National Women’s League
- Season: 2022
- Dates: 24 March - 13 April
- Champions: APF FC
- AFC Champions League: APF FC

= 2022 National Women's League (Nepal) =

The 2022 National Women's League, also known as Deputy Mayor National Women's League, was the 2022 edition of the first-tier women's club football competition in Nepal organized by the All Nepal Football Association.

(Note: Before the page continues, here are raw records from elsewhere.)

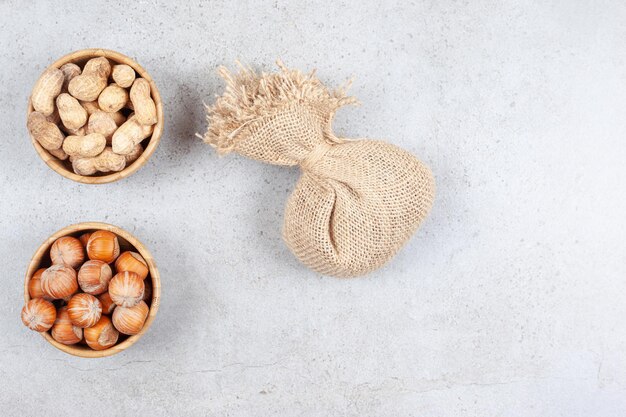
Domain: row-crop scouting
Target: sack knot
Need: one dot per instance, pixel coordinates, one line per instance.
(315, 155)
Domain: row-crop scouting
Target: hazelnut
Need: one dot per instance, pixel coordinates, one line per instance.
(59, 281)
(63, 331)
(103, 246)
(39, 314)
(126, 289)
(130, 320)
(84, 310)
(107, 304)
(147, 292)
(102, 335)
(94, 277)
(132, 262)
(84, 238)
(67, 250)
(34, 285)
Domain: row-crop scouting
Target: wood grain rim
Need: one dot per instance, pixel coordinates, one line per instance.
(116, 57)
(84, 351)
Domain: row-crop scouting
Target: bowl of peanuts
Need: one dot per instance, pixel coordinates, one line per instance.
(95, 116)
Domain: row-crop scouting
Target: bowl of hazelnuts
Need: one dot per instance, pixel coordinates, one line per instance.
(95, 116)
(91, 290)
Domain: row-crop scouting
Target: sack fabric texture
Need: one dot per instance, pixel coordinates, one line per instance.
(356, 203)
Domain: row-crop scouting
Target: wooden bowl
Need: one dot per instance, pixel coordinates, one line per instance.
(41, 258)
(64, 167)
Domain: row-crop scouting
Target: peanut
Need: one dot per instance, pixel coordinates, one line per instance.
(84, 146)
(90, 106)
(102, 122)
(73, 115)
(54, 117)
(88, 85)
(59, 154)
(46, 89)
(123, 75)
(112, 98)
(81, 131)
(69, 71)
(134, 154)
(44, 132)
(145, 109)
(128, 135)
(118, 117)
(107, 161)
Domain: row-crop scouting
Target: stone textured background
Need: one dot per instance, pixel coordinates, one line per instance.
(510, 301)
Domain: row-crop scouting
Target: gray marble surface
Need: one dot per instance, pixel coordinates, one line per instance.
(510, 301)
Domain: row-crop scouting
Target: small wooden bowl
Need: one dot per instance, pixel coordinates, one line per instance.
(127, 242)
(64, 167)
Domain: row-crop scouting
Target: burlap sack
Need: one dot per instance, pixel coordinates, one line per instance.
(357, 201)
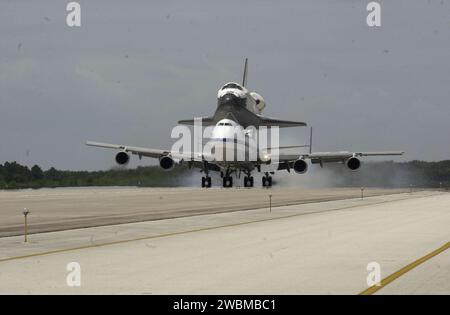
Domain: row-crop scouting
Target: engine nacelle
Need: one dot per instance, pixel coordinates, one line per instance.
(122, 158)
(353, 163)
(259, 100)
(166, 163)
(300, 166)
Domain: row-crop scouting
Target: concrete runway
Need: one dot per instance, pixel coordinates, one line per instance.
(317, 247)
(69, 208)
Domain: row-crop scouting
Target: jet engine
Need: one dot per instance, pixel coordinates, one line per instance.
(260, 103)
(166, 163)
(300, 166)
(353, 163)
(122, 158)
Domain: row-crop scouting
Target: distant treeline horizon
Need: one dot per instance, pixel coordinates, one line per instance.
(386, 174)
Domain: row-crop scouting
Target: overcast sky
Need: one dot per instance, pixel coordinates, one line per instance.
(136, 67)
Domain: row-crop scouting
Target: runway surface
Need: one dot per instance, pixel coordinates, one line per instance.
(316, 247)
(69, 208)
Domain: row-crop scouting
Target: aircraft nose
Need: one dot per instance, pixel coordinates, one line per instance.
(229, 99)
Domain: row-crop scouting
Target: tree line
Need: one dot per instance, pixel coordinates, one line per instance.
(372, 174)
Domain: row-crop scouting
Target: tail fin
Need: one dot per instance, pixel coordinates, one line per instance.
(244, 79)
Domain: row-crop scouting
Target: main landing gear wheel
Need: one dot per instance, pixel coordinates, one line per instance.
(248, 181)
(227, 181)
(267, 181)
(206, 182)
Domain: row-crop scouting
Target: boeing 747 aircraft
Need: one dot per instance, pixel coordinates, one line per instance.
(239, 116)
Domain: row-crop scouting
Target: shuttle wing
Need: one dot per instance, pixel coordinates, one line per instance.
(206, 121)
(267, 121)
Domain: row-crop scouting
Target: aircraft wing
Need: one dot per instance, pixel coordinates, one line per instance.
(268, 121)
(148, 152)
(286, 160)
(153, 153)
(206, 121)
(343, 155)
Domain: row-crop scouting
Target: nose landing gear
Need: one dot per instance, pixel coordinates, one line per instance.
(248, 181)
(267, 180)
(227, 181)
(206, 182)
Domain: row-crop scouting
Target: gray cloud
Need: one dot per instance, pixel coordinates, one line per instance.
(134, 68)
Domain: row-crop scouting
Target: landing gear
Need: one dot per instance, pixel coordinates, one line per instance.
(267, 181)
(227, 181)
(206, 182)
(248, 181)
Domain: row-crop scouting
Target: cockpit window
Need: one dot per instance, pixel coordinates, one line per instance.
(232, 86)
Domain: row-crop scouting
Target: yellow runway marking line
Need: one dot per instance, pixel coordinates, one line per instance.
(62, 250)
(404, 270)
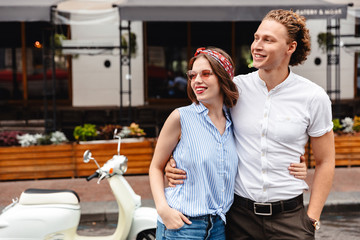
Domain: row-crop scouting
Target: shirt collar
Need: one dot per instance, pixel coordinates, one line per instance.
(200, 108)
(283, 83)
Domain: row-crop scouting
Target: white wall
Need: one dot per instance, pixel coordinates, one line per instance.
(96, 85)
(317, 73)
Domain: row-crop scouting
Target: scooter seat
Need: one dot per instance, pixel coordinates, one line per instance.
(48, 196)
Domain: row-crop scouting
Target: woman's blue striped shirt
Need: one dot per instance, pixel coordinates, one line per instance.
(210, 161)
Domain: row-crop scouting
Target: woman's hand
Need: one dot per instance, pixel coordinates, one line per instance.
(173, 219)
(174, 175)
(299, 170)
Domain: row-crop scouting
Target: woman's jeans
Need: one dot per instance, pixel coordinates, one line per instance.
(203, 227)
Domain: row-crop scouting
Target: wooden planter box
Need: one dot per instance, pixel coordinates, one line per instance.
(35, 162)
(347, 151)
(61, 161)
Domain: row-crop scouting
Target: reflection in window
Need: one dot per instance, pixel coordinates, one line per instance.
(171, 44)
(11, 60)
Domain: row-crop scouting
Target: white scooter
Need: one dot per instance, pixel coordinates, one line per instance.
(55, 214)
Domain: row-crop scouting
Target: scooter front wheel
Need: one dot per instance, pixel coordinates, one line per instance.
(147, 235)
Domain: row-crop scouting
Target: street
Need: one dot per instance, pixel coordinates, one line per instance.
(334, 226)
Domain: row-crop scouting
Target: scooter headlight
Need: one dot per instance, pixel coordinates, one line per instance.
(119, 164)
(123, 167)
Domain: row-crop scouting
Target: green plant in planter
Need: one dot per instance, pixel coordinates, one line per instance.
(324, 39)
(85, 133)
(356, 126)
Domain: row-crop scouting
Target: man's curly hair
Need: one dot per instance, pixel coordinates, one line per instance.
(297, 31)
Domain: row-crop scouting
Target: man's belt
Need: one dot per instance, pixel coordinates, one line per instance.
(271, 208)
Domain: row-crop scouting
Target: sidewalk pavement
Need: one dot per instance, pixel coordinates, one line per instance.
(98, 203)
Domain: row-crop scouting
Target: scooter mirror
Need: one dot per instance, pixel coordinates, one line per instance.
(87, 156)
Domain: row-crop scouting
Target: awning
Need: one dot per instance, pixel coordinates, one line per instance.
(26, 10)
(224, 10)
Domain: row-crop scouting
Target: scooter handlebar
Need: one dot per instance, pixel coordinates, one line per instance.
(94, 175)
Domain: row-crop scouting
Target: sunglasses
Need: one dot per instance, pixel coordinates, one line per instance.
(204, 74)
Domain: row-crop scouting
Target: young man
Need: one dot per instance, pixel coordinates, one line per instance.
(276, 113)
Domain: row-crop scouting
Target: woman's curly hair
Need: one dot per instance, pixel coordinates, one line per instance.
(297, 31)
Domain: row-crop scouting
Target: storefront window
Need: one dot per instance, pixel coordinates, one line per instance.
(170, 45)
(14, 54)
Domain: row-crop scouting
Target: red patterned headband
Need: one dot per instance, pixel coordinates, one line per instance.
(224, 62)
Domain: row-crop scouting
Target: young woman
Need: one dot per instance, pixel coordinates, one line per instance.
(200, 137)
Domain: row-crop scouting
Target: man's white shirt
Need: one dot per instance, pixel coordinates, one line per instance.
(271, 129)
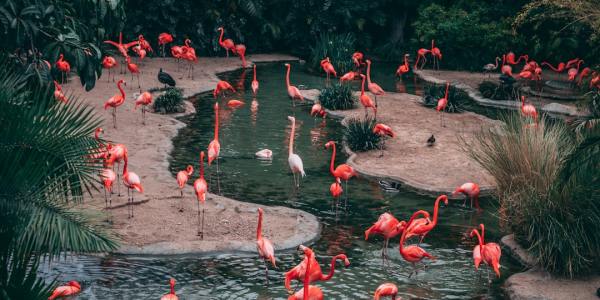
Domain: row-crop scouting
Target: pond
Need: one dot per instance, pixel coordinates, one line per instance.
(245, 131)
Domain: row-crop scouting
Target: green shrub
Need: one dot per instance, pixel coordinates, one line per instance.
(339, 49)
(548, 189)
(359, 134)
(337, 96)
(457, 99)
(169, 102)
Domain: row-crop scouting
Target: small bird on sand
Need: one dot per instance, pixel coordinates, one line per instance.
(165, 78)
(431, 141)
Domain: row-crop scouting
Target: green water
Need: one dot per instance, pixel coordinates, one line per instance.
(245, 131)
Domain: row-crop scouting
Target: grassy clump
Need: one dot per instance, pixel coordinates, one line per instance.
(359, 135)
(457, 99)
(495, 91)
(337, 96)
(339, 49)
(169, 102)
(548, 189)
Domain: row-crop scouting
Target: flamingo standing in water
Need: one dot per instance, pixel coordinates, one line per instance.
(132, 182)
(488, 253)
(254, 81)
(374, 88)
(182, 178)
(72, 288)
(388, 226)
(64, 67)
(383, 131)
(403, 68)
(264, 245)
(201, 188)
(214, 148)
(116, 101)
(528, 110)
(421, 229)
(171, 295)
(226, 44)
(293, 91)
(314, 273)
(108, 177)
(144, 99)
(471, 190)
(222, 87)
(58, 93)
(109, 62)
(164, 39)
(365, 100)
(295, 162)
(441, 106)
(413, 253)
(342, 171)
(308, 292)
(386, 289)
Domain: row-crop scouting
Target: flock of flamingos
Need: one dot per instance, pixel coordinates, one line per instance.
(309, 270)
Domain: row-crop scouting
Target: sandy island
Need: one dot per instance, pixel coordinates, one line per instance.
(158, 227)
(407, 158)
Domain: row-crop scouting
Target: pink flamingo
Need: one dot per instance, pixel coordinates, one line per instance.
(201, 188)
(365, 100)
(293, 91)
(441, 106)
(144, 99)
(171, 295)
(471, 190)
(226, 44)
(116, 101)
(254, 81)
(386, 289)
(264, 245)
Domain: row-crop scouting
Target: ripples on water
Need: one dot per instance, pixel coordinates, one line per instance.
(262, 123)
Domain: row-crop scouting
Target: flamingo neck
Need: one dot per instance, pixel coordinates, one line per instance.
(332, 160)
(292, 133)
(287, 76)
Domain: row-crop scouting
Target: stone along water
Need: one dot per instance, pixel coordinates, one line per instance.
(245, 131)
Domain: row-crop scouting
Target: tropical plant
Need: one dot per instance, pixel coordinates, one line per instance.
(337, 96)
(339, 49)
(169, 102)
(359, 134)
(547, 186)
(45, 155)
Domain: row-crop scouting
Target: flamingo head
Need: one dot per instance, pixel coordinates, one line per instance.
(74, 284)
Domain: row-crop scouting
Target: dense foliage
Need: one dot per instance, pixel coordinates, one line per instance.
(46, 167)
(359, 134)
(548, 188)
(171, 101)
(337, 96)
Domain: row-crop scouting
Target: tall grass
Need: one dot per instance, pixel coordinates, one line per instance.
(552, 209)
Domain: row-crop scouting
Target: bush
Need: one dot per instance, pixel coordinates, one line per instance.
(339, 49)
(457, 99)
(359, 134)
(495, 91)
(169, 102)
(337, 96)
(548, 191)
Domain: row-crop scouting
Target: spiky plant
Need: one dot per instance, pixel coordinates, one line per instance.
(548, 187)
(359, 135)
(46, 167)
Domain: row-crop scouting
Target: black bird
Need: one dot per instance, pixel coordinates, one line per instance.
(165, 78)
(431, 141)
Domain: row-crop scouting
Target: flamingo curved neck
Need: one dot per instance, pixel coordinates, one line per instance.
(331, 169)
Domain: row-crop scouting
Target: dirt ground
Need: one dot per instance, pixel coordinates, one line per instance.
(229, 225)
(408, 159)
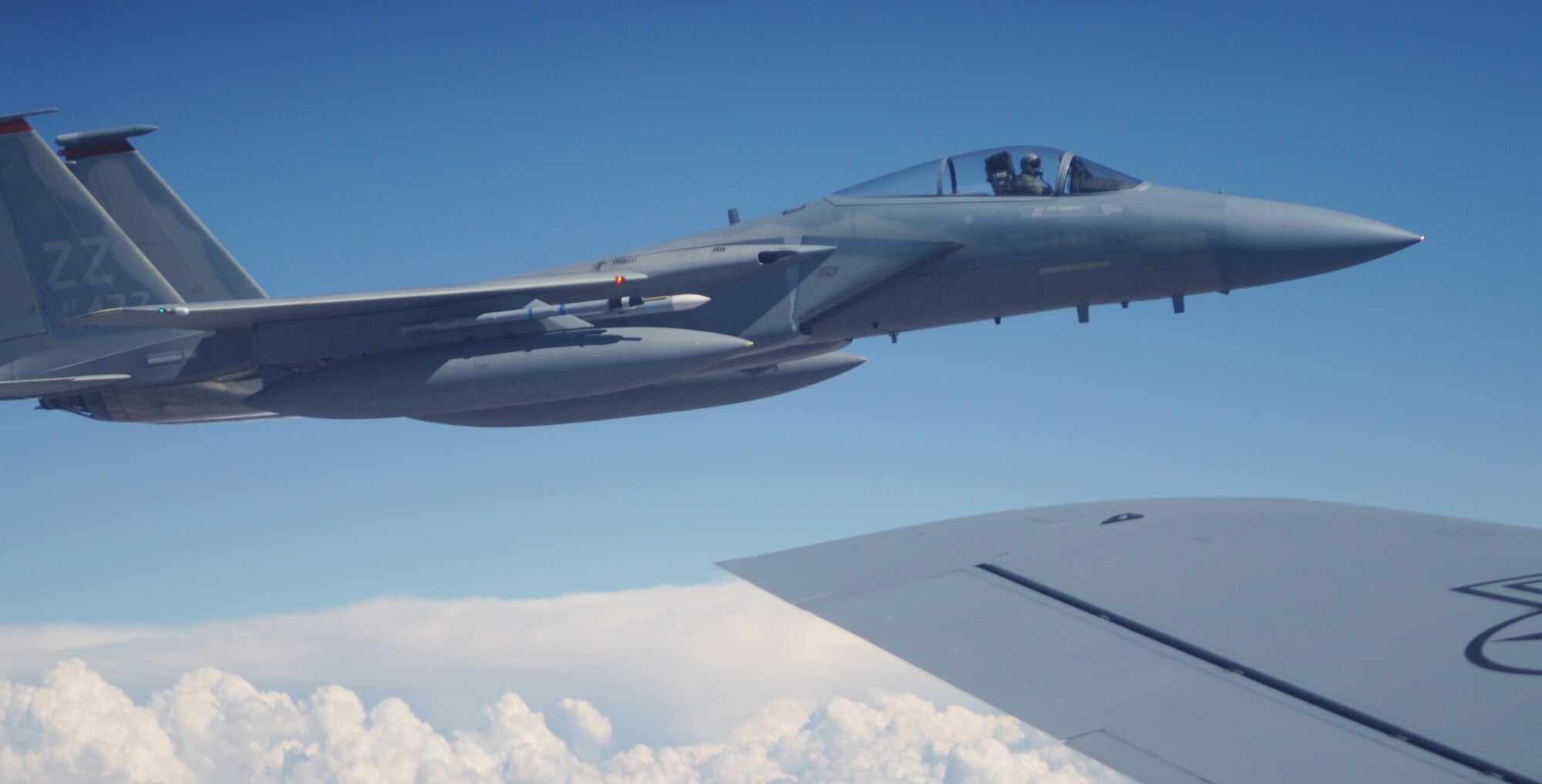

The season was scheduled to start on 29 January 2022, but was postponed to March 2022. APF FC was declared the champions of the league by ANFA in 2023.

== Teams ==
The season was made up of all teams that participated in the 2021 as well as two further regionally qualified teams.

| Team | Location |
| Biratnagar Metropolitan City | Biratnagar, Morang, Province No. 1 |
| Chandrapur Municipality | Chandrapur, Rautahat, Madhesh Province |
| APF FC | Kathmandu, Kathmandu, Bagmati Province |
Nepal Army FC
Nepal Police FC
| Waling Municipality | Waling, Syangja, Gandaki Province |
| Lalitpur Metropolis | Lalitpur, Lalitpur District, Bagmati Province |
| Dhangadhi Sub-Metropolis | Dhangadhi, Kailali, Sudurpashchim Province |

=== Personnel and kits ===

| Team | Head Coach | Captain | Foreign players | Kit Sponsor |
|---|---|---|---|---|
| Biratnagar Metropolitan City |  |  |  |  |
| Chandrapur Municipality |  |  |  |  |
| APF FC |  |  |  | Mahindra |
| Nepal Army FC |  |  |  |  |
| Nepal Police FC |  |  |  |  |
| Waling Municipality |  |  |  |  |
| Lalitpur Metropolis |  |  |  |  |
| Dhangadhi Sub-Metropolis |  |  |  |  |

== Venues ==

| Bharatpur | Biratnagar | Kathmandu | Lalitpur |
|---|---|---|---|
| Sharadanagar Football Ground | TBA | Dasarath Rangasala | ANFA Complex |
| Capacity: ^{[clarification needed]} |  | Capacity: 15,000 | Capacity: 6,000 |

== League table ==

| Pos | Team | Pld | W | D | L | GF | GA | GD | Pts | Qualification |
| 1 | Nepal A.P.F. Club (C) | 7 | 7 | 0 | 0 | 34 | 4 | +30 | 21 | Qualification for 2024–25 AFC Women's Champions League |
| 2 | Nepal Police Club | 7 | 5 | 0 | 2 | 14 | 8 | +6 | 15 |  |
| 3 | Tribhuvan Army F.C. | 7 | 5 | 0 | 2 | 33 | 4 | +29 | 15 |
| 4 | Dhangadhi Sub-Metropolitan City | 7 | 4 | 0 | 3 | 18 | 19 | −1 | 12 |
| 5 | Biratnagar Metropolitan City | 7 | 3 | 1 | 3 | 11 | 10 | +1 | 10 |
| 6 | Lalitpur Metropolitan City | 7 | 1 | 1 | 5 | 3 | 26 | −23 | 4 |
| 7 | Chandrapur Municipality | 7 | 1 | 1 | 5 | 7 | 21 | −14 | 4 |
| 8 | Waling Municipality | 7 | 0 | 1 | 6 | 2 | 33 | −31 | 1 |

== Broadcast rights ==
All matches are streamed live on Eleven Sports.